Warum eine trockene und gut belüftete Lagerung – am besten im dafür optimierten Kaminholzregal – so wichtig ist? Kurzum: Schimmel. Er entsteht auf Deinem Brennholz durch Feuchtigkeit und stehende Luft – und macht es im schlimmsten Fall sogar unbrauchbar. Oberflächliche kleine Schimmelflecken, die noch nicht tief ins Holz eingedrungen sind, stellen beim Verbrennen kein Problem dar. Ist der Schimmelbefall jedoch größer, solltest Du den Feuchtigkeitswert des Holzes prüfen. Eine Restholzfeuchte über 25 % kann die Energieausbeute verschlechtern und Schäden am Ofen oder der Abgasanlage verursachen!

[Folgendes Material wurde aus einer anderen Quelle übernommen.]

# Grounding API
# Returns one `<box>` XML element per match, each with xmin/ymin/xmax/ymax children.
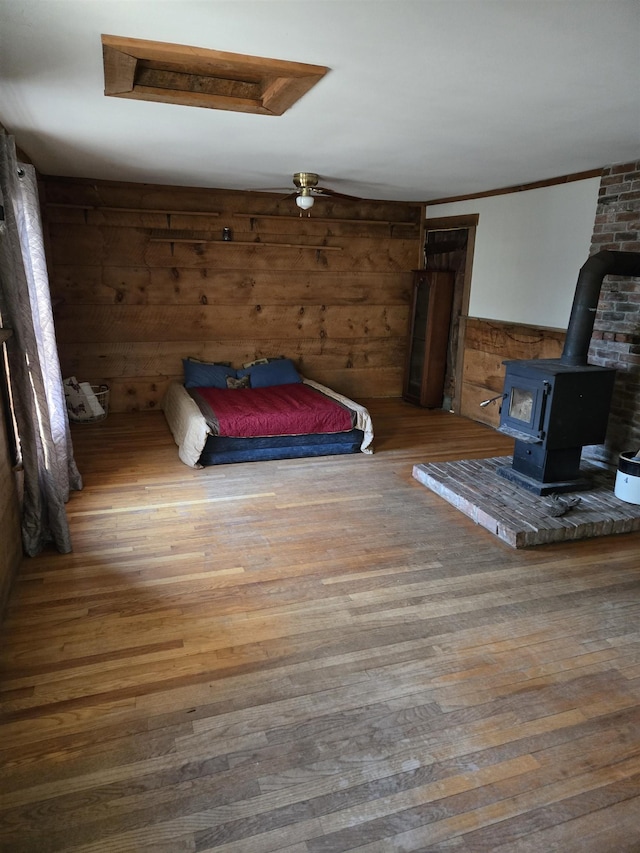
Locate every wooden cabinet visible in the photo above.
<box><xmin>403</xmin><ymin>269</ymin><xmax>455</xmax><ymax>408</ymax></box>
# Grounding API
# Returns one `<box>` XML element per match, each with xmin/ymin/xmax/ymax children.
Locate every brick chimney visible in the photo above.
<box><xmin>587</xmin><ymin>160</ymin><xmax>640</xmax><ymax>463</ymax></box>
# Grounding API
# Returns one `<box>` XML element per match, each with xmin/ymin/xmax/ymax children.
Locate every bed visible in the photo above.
<box><xmin>162</xmin><ymin>358</ymin><xmax>374</xmax><ymax>468</ymax></box>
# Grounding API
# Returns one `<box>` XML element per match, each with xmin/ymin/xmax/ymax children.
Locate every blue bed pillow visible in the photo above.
<box><xmin>239</xmin><ymin>358</ymin><xmax>302</xmax><ymax>388</ymax></box>
<box><xmin>183</xmin><ymin>359</ymin><xmax>237</xmax><ymax>389</ymax></box>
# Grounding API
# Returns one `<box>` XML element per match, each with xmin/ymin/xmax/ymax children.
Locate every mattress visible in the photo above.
<box><xmin>198</xmin><ymin>429</ymin><xmax>365</xmax><ymax>465</ymax></box>
<box><xmin>162</xmin><ymin>378</ymin><xmax>374</xmax><ymax>468</ymax></box>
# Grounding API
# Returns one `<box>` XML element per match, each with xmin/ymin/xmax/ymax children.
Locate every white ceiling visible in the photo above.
<box><xmin>1</xmin><ymin>0</ymin><xmax>639</xmax><ymax>202</ymax></box>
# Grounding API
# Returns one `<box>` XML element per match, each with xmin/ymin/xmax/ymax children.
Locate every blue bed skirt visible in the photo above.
<box><xmin>198</xmin><ymin>429</ymin><xmax>365</xmax><ymax>466</ymax></box>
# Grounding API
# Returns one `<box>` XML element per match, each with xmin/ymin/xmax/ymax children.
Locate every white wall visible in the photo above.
<box><xmin>426</xmin><ymin>177</ymin><xmax>600</xmax><ymax>329</ymax></box>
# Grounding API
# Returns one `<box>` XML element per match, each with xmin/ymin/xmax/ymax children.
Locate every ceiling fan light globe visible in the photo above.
<box><xmin>296</xmin><ymin>193</ymin><xmax>314</xmax><ymax>210</ymax></box>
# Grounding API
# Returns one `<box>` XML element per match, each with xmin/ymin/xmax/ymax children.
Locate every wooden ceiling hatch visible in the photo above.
<box><xmin>101</xmin><ymin>35</ymin><xmax>329</xmax><ymax>115</ymax></box>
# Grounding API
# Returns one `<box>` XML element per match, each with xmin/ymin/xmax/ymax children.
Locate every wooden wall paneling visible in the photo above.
<box><xmin>107</xmin><ymin>378</ymin><xmax>172</xmax><ymax>413</ymax></box>
<box><xmin>49</xmin><ymin>223</ymin><xmax>149</xmax><ymax>267</ymax></box>
<box><xmin>56</xmin><ymin>337</ymin><xmax>407</xmax><ymax>379</ymax></box>
<box><xmin>460</xmin><ymin>318</ymin><xmax>565</xmax><ymax>427</ymax></box>
<box><xmin>44</xmin><ymin>177</ymin><xmax>422</xmax><ymax>410</ymax></box>
<box><xmin>50</xmin><ymin>268</ymin><xmax>413</xmax><ymax>307</ymax></box>
<box><xmin>139</xmin><ymin>241</ymin><xmax>417</xmax><ymax>272</ymax></box>
<box><xmin>463</xmin><ymin>348</ymin><xmax>510</xmax><ymax>394</ymax></box>
<box><xmin>303</xmin><ymin>366</ymin><xmax>402</xmax><ymax>399</ymax></box>
<box><xmin>464</xmin><ymin>319</ymin><xmax>565</xmax><ymax>360</ymax></box>
<box><xmin>52</xmin><ymin>304</ymin><xmax>410</xmax><ymax>344</ymax></box>
<box><xmin>47</xmin><ymin>226</ymin><xmax>417</xmax><ymax>271</ymax></box>
<box><xmin>45</xmin><ymin>207</ymin><xmax>217</xmax><ymax>230</ymax></box>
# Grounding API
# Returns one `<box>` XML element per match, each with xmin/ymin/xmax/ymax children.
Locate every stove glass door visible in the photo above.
<box><xmin>499</xmin><ymin>373</ymin><xmax>549</xmax><ymax>441</ymax></box>
<box><xmin>508</xmin><ymin>387</ymin><xmax>535</xmax><ymax>424</ymax></box>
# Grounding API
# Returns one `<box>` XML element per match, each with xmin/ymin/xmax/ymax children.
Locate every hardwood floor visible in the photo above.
<box><xmin>1</xmin><ymin>398</ymin><xmax>639</xmax><ymax>853</ymax></box>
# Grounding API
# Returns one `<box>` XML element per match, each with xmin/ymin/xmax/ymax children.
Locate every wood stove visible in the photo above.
<box><xmin>498</xmin><ymin>358</ymin><xmax>615</xmax><ymax>493</ymax></box>
<box><xmin>497</xmin><ymin>250</ymin><xmax>640</xmax><ymax>495</ymax></box>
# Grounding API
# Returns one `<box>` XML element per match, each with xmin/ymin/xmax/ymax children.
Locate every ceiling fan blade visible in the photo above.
<box><xmin>315</xmin><ymin>186</ymin><xmax>362</xmax><ymax>201</ymax></box>
<box><xmin>246</xmin><ymin>185</ymin><xmax>293</xmax><ymax>193</ymax></box>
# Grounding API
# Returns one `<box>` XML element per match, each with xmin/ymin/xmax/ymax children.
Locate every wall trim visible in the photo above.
<box><xmin>465</xmin><ymin>315</ymin><xmax>566</xmax><ymax>335</ymax></box>
<box><xmin>426</xmin><ymin>168</ymin><xmax>603</xmax><ymax>207</ymax></box>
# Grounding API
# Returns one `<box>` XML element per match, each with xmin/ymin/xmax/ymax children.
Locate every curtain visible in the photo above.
<box><xmin>0</xmin><ymin>130</ymin><xmax>82</xmax><ymax>556</ymax></box>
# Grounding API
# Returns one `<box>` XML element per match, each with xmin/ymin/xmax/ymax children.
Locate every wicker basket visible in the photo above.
<box><xmin>68</xmin><ymin>384</ymin><xmax>110</xmax><ymax>424</ymax></box>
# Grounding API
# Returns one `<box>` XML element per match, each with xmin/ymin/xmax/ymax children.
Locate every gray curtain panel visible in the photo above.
<box><xmin>0</xmin><ymin>131</ymin><xmax>82</xmax><ymax>556</ymax></box>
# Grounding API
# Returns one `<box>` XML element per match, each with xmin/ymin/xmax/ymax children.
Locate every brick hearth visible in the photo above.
<box><xmin>413</xmin><ymin>456</ymin><xmax>640</xmax><ymax>548</ymax></box>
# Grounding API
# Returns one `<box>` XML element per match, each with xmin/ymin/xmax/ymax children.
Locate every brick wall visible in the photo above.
<box><xmin>588</xmin><ymin>160</ymin><xmax>640</xmax><ymax>462</ymax></box>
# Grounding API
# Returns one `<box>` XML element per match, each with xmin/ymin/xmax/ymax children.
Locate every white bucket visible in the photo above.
<box><xmin>614</xmin><ymin>451</ymin><xmax>640</xmax><ymax>505</ymax></box>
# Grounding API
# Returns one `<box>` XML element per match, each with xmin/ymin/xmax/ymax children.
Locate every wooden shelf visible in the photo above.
<box><xmin>148</xmin><ymin>238</ymin><xmax>342</xmax><ymax>250</ymax></box>
<box><xmin>149</xmin><ymin>238</ymin><xmax>209</xmax><ymax>244</ymax></box>
<box><xmin>233</xmin><ymin>212</ymin><xmax>418</xmax><ymax>226</ymax></box>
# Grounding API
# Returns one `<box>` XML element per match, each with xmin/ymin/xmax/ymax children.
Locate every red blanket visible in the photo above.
<box><xmin>188</xmin><ymin>383</ymin><xmax>356</xmax><ymax>437</ymax></box>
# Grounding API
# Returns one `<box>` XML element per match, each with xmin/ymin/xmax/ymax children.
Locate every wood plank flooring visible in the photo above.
<box><xmin>1</xmin><ymin>398</ymin><xmax>639</xmax><ymax>852</ymax></box>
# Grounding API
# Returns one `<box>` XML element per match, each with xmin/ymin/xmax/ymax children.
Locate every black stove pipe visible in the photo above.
<box><xmin>561</xmin><ymin>249</ymin><xmax>640</xmax><ymax>366</ymax></box>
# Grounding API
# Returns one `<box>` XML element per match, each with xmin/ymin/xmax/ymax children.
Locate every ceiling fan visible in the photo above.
<box><xmin>288</xmin><ymin>172</ymin><xmax>361</xmax><ymax>213</ymax></box>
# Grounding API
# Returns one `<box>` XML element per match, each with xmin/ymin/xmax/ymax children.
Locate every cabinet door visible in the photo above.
<box><xmin>403</xmin><ymin>270</ymin><xmax>455</xmax><ymax>408</ymax></box>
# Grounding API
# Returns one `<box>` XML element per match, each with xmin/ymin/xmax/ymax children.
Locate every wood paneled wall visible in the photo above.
<box><xmin>41</xmin><ymin>177</ymin><xmax>423</xmax><ymax>412</ymax></box>
<box><xmin>460</xmin><ymin>317</ymin><xmax>566</xmax><ymax>427</ymax></box>
<box><xmin>0</xmin><ymin>335</ymin><xmax>22</xmax><ymax>619</ymax></box>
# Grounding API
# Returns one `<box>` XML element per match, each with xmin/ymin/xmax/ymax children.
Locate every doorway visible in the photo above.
<box><xmin>422</xmin><ymin>214</ymin><xmax>478</xmax><ymax>414</ymax></box>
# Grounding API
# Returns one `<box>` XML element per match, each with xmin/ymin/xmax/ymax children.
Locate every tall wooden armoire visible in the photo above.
<box><xmin>403</xmin><ymin>269</ymin><xmax>455</xmax><ymax>408</ymax></box>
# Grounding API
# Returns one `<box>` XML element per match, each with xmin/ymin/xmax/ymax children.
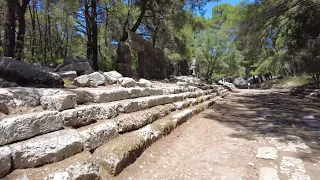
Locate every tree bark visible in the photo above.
<box><xmin>91</xmin><ymin>0</ymin><xmax>98</xmax><ymax>71</ymax></box>
<box><xmin>4</xmin><ymin>0</ymin><xmax>17</xmax><ymax>58</ymax></box>
<box><xmin>16</xmin><ymin>0</ymin><xmax>30</xmax><ymax>61</ymax></box>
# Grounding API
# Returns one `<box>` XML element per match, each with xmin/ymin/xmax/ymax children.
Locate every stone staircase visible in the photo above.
<box><xmin>0</xmin><ymin>84</ymin><xmax>230</xmax><ymax>179</ymax></box>
<box><xmin>290</xmin><ymin>83</ymin><xmax>320</xmax><ymax>103</ymax></box>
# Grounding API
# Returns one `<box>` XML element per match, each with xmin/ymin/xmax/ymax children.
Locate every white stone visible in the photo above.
<box><xmin>41</xmin><ymin>94</ymin><xmax>77</xmax><ymax>111</ymax></box>
<box><xmin>103</xmin><ymin>71</ymin><xmax>123</xmax><ymax>84</ymax></box>
<box><xmin>78</xmin><ymin>121</ymin><xmax>118</xmax><ymax>150</ymax></box>
<box><xmin>55</xmin><ymin>71</ymin><xmax>77</xmax><ymax>80</ymax></box>
<box><xmin>259</xmin><ymin>167</ymin><xmax>279</xmax><ymax>180</ymax></box>
<box><xmin>137</xmin><ymin>78</ymin><xmax>152</xmax><ymax>87</ymax></box>
<box><xmin>10</xmin><ymin>129</ymin><xmax>83</xmax><ymax>169</ymax></box>
<box><xmin>256</xmin><ymin>147</ymin><xmax>278</xmax><ymax>160</ymax></box>
<box><xmin>87</xmin><ymin>72</ymin><xmax>106</xmax><ymax>87</ymax></box>
<box><xmin>172</xmin><ymin>109</ymin><xmax>194</xmax><ymax>124</ymax></box>
<box><xmin>0</xmin><ymin>111</ymin><xmax>63</xmax><ymax>146</ymax></box>
<box><xmin>0</xmin><ymin>146</ymin><xmax>12</xmax><ymax>178</ymax></box>
<box><xmin>136</xmin><ymin>125</ymin><xmax>161</xmax><ymax>142</ymax></box>
<box><xmin>72</xmin><ymin>75</ymin><xmax>90</xmax><ymax>87</ymax></box>
<box><xmin>46</xmin><ymin>162</ymin><xmax>100</xmax><ymax>180</ymax></box>
<box><xmin>177</xmin><ymin>81</ymin><xmax>188</xmax><ymax>86</ymax></box>
<box><xmin>280</xmin><ymin>157</ymin><xmax>310</xmax><ymax>180</ymax></box>
<box><xmin>119</xmin><ymin>77</ymin><xmax>137</xmax><ymax>87</ymax></box>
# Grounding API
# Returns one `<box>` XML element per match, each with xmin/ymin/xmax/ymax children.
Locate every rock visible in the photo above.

Kaminfeuer mit Holz Kaminfeuer mit Holz

Richtig grillen mit Holz!

Wenn Du das einzigartige Flair eines Holzfeuers auch fürs BBQ nutzen willst, brauchst Du vor allem einen geeigneten Grill – also z.B. einen gemauerten oder eine Feuerschale Buchenholz-Scheite eignen sich am besten für das Grillen von Fleisch, da sie ihm eine besonders feine Geschmacksnote verleihen. Das Holz sollten jedoch deutlich feiner gespalten werden als die üblichen Kaminholz-Scheite. Je nach Grill-Größe empfiehlt sich eine Länge von ca. 20 und eine Dicke von ca. 8 cm.